Spectral feature development in birdsong

Simon Overduin
March 25, 2003

 

Background

Birdsong is an important model for animal imitation and learning. In many species of songbirds, a father's song is passed on to his male offspring by a process of imitation that is independent of genetic ties between the birds (Eales, 1985). In some species, other members of the bird's social environment, including females responding to the father (King & West, 1983), additional tutors in the environment (Williams, 1990), and the male's siblings (Tchernichovski & Nottebohm, 1998) may also have a minor role in shaping the male's song. While certain species, like the canary (Marler & Peters, 1987), are open-ended imitators able to learn new songs into adulthood, males of other species like the zebra finch (Taeniopygia guttata) are age-limited learners and have a relatively fixed period during their youth during which to acquire the song it will sing during its own adulthood. (In the case of the zebra finch, the critical periods spans a variable initial date until about 90 days after hatching.) While this adult song can be gradually altered by systematically altering the auditory feedback heard by the bird (Leonardo & Konishi, 1999), in natural scenarios the adult song is believed to be quite crystallized and stereotypical for the bird.

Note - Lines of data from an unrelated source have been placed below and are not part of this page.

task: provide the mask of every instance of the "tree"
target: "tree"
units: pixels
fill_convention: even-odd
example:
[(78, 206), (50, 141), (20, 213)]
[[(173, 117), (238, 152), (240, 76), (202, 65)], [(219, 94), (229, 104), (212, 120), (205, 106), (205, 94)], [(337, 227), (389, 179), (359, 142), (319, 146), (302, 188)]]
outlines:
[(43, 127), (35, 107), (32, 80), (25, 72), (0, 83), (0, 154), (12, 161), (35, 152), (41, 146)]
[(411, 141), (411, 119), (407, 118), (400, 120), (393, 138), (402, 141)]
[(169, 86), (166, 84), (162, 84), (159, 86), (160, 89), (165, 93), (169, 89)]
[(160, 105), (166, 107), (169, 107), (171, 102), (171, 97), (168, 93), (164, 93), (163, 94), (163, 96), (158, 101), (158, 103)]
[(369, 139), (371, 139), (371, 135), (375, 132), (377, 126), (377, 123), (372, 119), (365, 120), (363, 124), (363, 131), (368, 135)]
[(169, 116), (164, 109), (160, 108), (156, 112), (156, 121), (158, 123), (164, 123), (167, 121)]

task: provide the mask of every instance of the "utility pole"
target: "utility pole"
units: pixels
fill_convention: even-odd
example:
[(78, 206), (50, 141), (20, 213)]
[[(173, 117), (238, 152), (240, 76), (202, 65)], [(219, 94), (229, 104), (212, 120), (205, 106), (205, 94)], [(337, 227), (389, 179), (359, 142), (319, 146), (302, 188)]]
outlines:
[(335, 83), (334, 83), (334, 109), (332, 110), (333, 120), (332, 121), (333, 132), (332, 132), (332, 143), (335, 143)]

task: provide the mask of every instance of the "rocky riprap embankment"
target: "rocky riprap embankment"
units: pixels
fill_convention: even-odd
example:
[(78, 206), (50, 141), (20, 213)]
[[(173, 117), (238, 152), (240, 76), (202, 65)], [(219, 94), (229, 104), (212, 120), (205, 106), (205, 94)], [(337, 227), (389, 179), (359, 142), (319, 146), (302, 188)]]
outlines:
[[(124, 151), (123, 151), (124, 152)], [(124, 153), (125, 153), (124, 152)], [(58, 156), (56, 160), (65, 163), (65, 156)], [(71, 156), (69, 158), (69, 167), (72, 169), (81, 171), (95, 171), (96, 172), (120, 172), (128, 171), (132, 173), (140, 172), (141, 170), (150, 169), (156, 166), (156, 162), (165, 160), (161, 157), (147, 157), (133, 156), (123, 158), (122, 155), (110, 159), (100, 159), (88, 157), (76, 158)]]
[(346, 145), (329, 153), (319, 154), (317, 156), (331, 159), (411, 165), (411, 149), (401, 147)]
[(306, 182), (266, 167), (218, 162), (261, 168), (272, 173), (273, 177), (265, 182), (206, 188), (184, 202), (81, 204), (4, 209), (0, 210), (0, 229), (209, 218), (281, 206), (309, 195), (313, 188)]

The song of the zebra finch as of other birds can be analyzed at three hierarchical levels: that of bouts, motifs, or syllables (Leonardo & Konishi, 1999). Bouts are the highest level of organization, and consist of a sequence of motifs that is not necessarily stereotyped even in the adult. Motifs, in turn, consist of a number of introductory notes followed by sequences of syllables that become very stereotyped as learning proceeds. Finally, syllables proceed over learning from an unstable to a crystallized spectral structure in adulthood, when they may be represented symbolically (e.g. syllable A, B, C etc.). Types of syllables include harmonic stacks, frequency sweeps, high-pitch notes, broadband sounds, vibratos, and male long calls (Tchernikovski et al., 2001). In adult birdsong, syllables may also be demarcated by intervals of relative silence or sharp frequency modulation changes (Morrison & Nottebohm, 1993).

 

Pitch estimation and harmonic stack evelopment

Fourier analysis is well suited to the structure of birdsong vocalizations, given that they often (particularly in adulthood) have stereotyped frequency relations. This is particularly true in the striking case of harmonic stacks, which are prolonged syllables consisting of simultaneous fundamental and harmonic production, without the amplitude dropoff at higher frequencies typical of human speech. Among the spectral features on which harmonic stacks and other syllables have been described (Tchernichovski et al., 2001) are pitch, Wiener entropy, spectral continuity, and frequency modulation. (See here for a diagrammatic explanation from Tchernichovsky et al., 2000.) Higher-order features may describe the frequency or periodicity of syllables within a motif (Tchernichovski et al., 2001).

In this project we consider pitch, a feature that has attracted particular attention likely due to its intuitive nature. However, multiple definitions of pitch are possible. The simplest defines pitch as the fundamental frequency in a stack of harmonics. A more complicated definition, implicit in several measures described below, is biased by amplification of higher harmonics relative to the fundamental. A traditional measure of pitch is based directly on the signal or a filtered version of the signal (e.g. Dologlou & Carayannis, 1989), and describes pitch as twice the distance between zero crossings (assuming a normalized signal). However, such a definition is clearly susceptible to signals with a weak or missing fundamental frequency, even if the signal is lowpass filtered to dampen higher frequencies.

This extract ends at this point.